First, this appears to be a typical hyper-focus upon carbon emissions that ignores all the other symptom predicaments of our overarching ecological overshoot predicament; thus, reducing/eliminating carbon emissions solely does little to nothing about all the other consequences of overshoot — e.g., biodiversity loss, resource depletion, population overshoot, sink overloading, etc. — and are leading to a much, much lower natural carrying capacity on this planet for humanity, if not extinction.

Second, while great in theory, does this consider (and it doesn’t appear to) all the inputs into what might replace/supplant FFs, particularly as an energy source? If one is considering solar/wind/nuclear, for example, then there are significant FF inputs to say little about their continued dependence upon finite resources that likely need to be imported and the accompanying ecological destruction via mining, processing, reclamation, etc. that are necessary for supposed non-fossil fuel-based products. And then there’s the unsustainability of these in a post-carbon world.

Third, probably 99%+ of human communities are ill-prepared to a life without FF inputs, from a lack of local food production and potable water supplies to shelter needs and all the products that use FFs as feedstock for their production — such as pharmaceuticals and countless industrial products that sustain humanity in its current iteration — and the movement of these around the globe.

Ultimately, it would seem that any permanent and total move away from FFs depends upon significant reductions in human growth/expansion/industry/economies/population far beyond what most imagine. And it’s not just the dominant sectors of an economy that are dependent upon systems that contribute to the ecological overshoot symptom of an overloaded atmospheric sink, it’s ALL sectors of our financialised economy at present — especially the insidious nature of our debt-/credit-based fiat currency system and all the debt that exists supporting our current lifestyles, particularly in so-called ‘advanced’ economies. Everything in our complex, global society uses FFs; and lots of it. Most importantly, it is the production and distribution of food and potable water that currently requires significant FFs.

Before any elimination of FFs, it would seem to me that any/all communities need to be self-sufficient in the basics first and foremost since, at this moment, FFs support/sustain these. In fact, perhaps 95%+ of our complex societies need to be degrown drastically — not sustained, but significantly reduced and/or eliminated completely. Any growth-orientation (that will require quickly diminishing resources, especially fossil-fuel based energy) needs to be hyper-focused on the first tier of Maslow’s Hierarchy of Needs; that is, our physiological needs of food and water. Once a community can be localised in this manner, only then would it seem possible to move towards the total elimination of FFs. And I see few if any communities self-sufficient in the way they need to be; and certainly not any nation state.

But also before we eliminate FFs, we need to contemplate what will become of all those dangerous complexities we’ve constructed that require ongoing management (and are dependent upon FFs) to ensure some level of safety from their use.
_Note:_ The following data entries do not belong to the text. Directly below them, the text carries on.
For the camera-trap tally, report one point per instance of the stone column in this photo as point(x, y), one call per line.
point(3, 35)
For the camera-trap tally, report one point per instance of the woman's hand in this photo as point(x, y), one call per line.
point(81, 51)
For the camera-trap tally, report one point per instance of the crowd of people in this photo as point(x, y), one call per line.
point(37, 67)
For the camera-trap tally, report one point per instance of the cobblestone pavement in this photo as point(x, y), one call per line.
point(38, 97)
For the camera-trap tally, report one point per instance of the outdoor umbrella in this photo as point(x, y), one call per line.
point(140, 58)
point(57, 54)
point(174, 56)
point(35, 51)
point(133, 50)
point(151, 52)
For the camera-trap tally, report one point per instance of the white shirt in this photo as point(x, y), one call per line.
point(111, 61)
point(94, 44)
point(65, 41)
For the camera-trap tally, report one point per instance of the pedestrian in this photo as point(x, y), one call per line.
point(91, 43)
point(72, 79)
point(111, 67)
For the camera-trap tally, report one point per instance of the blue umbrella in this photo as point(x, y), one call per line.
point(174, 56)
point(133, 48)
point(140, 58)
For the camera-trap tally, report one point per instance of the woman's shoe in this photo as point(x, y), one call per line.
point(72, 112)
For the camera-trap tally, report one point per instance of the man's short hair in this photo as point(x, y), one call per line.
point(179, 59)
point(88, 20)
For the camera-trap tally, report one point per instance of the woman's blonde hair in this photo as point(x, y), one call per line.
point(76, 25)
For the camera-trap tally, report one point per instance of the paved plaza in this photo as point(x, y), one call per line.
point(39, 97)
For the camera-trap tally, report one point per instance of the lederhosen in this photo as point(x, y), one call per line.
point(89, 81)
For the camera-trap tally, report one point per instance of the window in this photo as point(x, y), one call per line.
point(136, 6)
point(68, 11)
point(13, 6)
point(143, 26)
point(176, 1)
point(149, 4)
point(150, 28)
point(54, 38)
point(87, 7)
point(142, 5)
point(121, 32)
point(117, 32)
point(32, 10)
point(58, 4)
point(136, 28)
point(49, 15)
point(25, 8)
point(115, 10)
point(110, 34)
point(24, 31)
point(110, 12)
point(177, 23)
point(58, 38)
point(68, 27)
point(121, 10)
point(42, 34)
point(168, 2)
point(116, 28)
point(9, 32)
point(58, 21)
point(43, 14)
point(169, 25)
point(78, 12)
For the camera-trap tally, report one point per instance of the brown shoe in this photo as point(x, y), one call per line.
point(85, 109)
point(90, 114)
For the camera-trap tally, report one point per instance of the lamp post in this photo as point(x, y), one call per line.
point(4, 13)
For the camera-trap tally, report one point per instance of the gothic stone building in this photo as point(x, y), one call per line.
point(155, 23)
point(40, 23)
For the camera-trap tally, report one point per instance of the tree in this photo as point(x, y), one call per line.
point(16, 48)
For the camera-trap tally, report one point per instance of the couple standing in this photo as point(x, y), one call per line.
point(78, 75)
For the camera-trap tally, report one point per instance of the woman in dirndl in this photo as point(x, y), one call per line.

For example: nuclear power plants and their radioactive wastes; chemical production and storage facilities and their toxic products; biosafety labs and their dangerous pathogens. A lot of FFs should be directed towards the safe decommissioning of these and many other products of a fossil fuel age that will eventually degrade and whose failure could create widespread, negative issues for local inhabitants — think of large dams here.

Fossil fuels, are, whether we wish it or not, the fundamental resource we cannot currently do without. They feed and sustain a complex system and a huge number of complex subsystems that humans cannot only not do without, but help to manage many of our most dangerous complexities. Anyone who believes complex societies can simply abandon FFs in a heartbeat and then continue on relatively unscathed are in complete denial about their fundamental importance in maintaining our complexities. This is why we will continue to extract them and go to war over them. It’s not simply a result of profit-oriented Big Oil; it’s a complex array of life-sustaining systems — intertwined and fragile to their very core.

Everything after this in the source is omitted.